Entrei no quarto e encostei a porta atrás de mim, sem pressa. Sophie ainda segurava o celular contra a cama, os olhos dela estavam arregalados, mas em segundos assumiram uma expressão forçada de normalidade.

— Era apenas o Stephan. — disse de repente, erguendo o queixo, tentando soar convincente.

Arqueei uma sobrancelha. Stephan era o primo inútil dela. Aquele sujeito que eu sempre considerei um parasita. A simples menção dele me dava náusea.

— Stephan? — repeti devagar. — E o que exatamente você teria para tratar com ele nesse momento?

— Ele ficou preocupado, quis saber como eu estava. — respondeu rápido. — Não vejo nada de errado nisso.

Não acreditei, mas fingi. Aquele sujeito não se preocupava com ninguém além de si mesmo. Cruzei os braços, deixando escapar um sorriso frio.

— Interessante... — murmurei. — E quem trouxe esse celular para você, se eu mesmo não entreguei?

Seus dedos tamborilaram no lençol, nervosos.

— Pedi para o segurança. — disse enfim. — Pedi junto com algumas coisas minhas.

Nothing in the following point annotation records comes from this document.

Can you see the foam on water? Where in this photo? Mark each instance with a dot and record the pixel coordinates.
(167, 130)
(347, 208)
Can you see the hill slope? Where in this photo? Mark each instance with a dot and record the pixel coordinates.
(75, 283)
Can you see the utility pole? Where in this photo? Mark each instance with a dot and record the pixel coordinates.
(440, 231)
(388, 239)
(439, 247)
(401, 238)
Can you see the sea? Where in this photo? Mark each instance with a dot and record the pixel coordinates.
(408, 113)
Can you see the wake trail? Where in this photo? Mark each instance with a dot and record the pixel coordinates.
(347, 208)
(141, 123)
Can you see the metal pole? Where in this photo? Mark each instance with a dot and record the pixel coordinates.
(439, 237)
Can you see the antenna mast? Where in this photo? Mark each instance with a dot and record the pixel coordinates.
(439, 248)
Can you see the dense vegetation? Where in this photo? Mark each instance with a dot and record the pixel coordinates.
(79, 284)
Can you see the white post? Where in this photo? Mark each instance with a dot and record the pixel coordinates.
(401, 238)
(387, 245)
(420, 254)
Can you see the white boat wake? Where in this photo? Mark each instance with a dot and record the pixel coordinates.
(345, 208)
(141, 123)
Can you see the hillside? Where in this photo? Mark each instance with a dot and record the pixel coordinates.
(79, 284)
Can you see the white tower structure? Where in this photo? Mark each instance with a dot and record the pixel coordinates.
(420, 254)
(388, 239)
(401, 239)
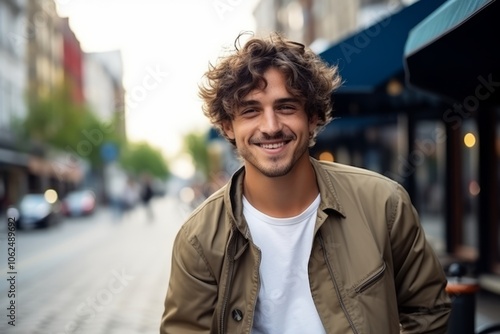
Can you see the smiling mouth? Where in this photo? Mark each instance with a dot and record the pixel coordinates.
(273, 146)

Você estava ocupado, eu não queria incomodar.

Um suspiro curto escapou de mim.

— Claro. — concordei, dando de ombros. — Não queria incomodar.

Dei alguns passos até a poltrona ao lado da cama e me sentei, observando-a com atenção. O rosto dela estava pálido, mas os olhos ainda brilhavam com aquele ar de manipulação que eu conhecia tão bem.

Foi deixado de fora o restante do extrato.